Journal Articles

  1. Resting State Functional Network Disruptions in a Kainic Acid Model of Temporal Lobe Epilepsy
    Ravnoor Gill, Seyed Mirsattari, and Stan Leung
    NeuroImage: Clinical (Under Review), 2016

    We studied the graph topological properties of brain networks derived from resting-state functional magnetic resonance imaging in a kainic acid induced model of temporal lobe epilepsy (TLE) in rats. Functional connectivity was determined by temporal correlation of the resting-state Blood Oxygen Level Dependent (BOLD) signals between two brain regions during 1.5% and 2% isoflurane, and analyzed as networks in epileptic and control rats. Graph theoretical analysis revealed a significant increase in functional connectivity between brain areas in epileptic than control rats, and the connected brain areas could be categorized as a limbic network and a default mode network (DMN). The limbic network includes the hippocampus, amygdala, piriform cortex, nucleus accumbens, and mediodorsal thalamus, whereas DMN involves the medial prefrontal cortex, anterior and posterior cingulate cortex, auditory and temporal association cortex, and posterior parietal cortex. The TLE model manifested a higher clustering coefficient, increased global and local efficiency, and increased small-worldness as compared to controls, despite having a similar characteristic path length. These results suggest extensive disruptions in the functional brain networks, which may be the basis of altered cognitive, emotional and psychiatric symptoms in TLE.

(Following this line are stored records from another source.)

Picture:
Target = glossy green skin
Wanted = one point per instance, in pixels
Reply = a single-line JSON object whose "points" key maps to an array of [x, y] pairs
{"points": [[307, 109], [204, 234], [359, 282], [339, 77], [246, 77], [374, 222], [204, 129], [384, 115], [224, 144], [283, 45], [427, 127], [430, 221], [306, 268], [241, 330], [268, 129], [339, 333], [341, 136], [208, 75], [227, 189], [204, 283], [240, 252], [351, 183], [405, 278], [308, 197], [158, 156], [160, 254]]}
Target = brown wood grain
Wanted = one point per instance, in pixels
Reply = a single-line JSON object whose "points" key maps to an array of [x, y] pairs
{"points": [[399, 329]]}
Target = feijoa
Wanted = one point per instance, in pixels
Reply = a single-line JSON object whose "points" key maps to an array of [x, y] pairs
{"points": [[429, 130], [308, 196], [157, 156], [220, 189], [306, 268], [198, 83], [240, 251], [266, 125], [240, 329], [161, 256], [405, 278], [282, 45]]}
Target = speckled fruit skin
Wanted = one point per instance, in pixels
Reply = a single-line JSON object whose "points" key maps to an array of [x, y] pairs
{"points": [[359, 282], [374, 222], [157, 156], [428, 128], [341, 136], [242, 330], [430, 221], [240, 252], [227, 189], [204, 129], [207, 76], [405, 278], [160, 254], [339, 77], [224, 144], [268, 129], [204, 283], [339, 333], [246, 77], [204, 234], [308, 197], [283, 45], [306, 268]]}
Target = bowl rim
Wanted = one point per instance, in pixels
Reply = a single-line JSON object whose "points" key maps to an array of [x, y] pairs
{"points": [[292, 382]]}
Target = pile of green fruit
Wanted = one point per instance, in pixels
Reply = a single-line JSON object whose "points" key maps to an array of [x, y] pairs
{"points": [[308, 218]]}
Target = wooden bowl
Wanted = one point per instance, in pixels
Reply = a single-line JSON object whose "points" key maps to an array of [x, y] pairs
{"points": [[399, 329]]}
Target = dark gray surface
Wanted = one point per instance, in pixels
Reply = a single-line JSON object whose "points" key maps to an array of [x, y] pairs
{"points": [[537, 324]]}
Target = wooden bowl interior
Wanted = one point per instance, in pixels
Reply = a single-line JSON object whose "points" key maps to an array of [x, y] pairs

  1. Resting-state Functional Network Disruptions in a Rodent Model of Mesial Temporal Lobe Epilepsy (TLE)
    Ravnoor Gill
    MSc Thesis, University of Western Ontario, 2015
    [abstract, link]

    Mesial temporal lobe epilepsy (TLE) is the most common form of drug-refractory epilepsy. The clinical application of non-invasively mapped networks using resting-state functional magnetic resonance imaging (rsfMRI) in humans has been rather limited due to heterogeneous (varying etiology, drugs, onset, latent period, etc.) patient groups. We employed a pharmacological (kainic acid) rodent model of TLE to measure the extent of functional network disruptions using rsfMRI, and study selected behaviors and olfactory to hippocampus transmission. Graph theoretical network modelling and analysis revealed significant increase in functional connectivity connectivity to the temporal lobe (hippocampus) in epileptic-rats compared to controls in the limbic (nucleus accumbens, medial dorsal thalamus), and “default mode” network (retrosplenial, sensorimotor, auditory and posterior parietal cortices). Loss in righting reflex that occurred in response to a lower isoflurane concentration in kainate-treated rats compared to controls was also revealed. These results suggest extensive disruptions in brain networks affected by TLE.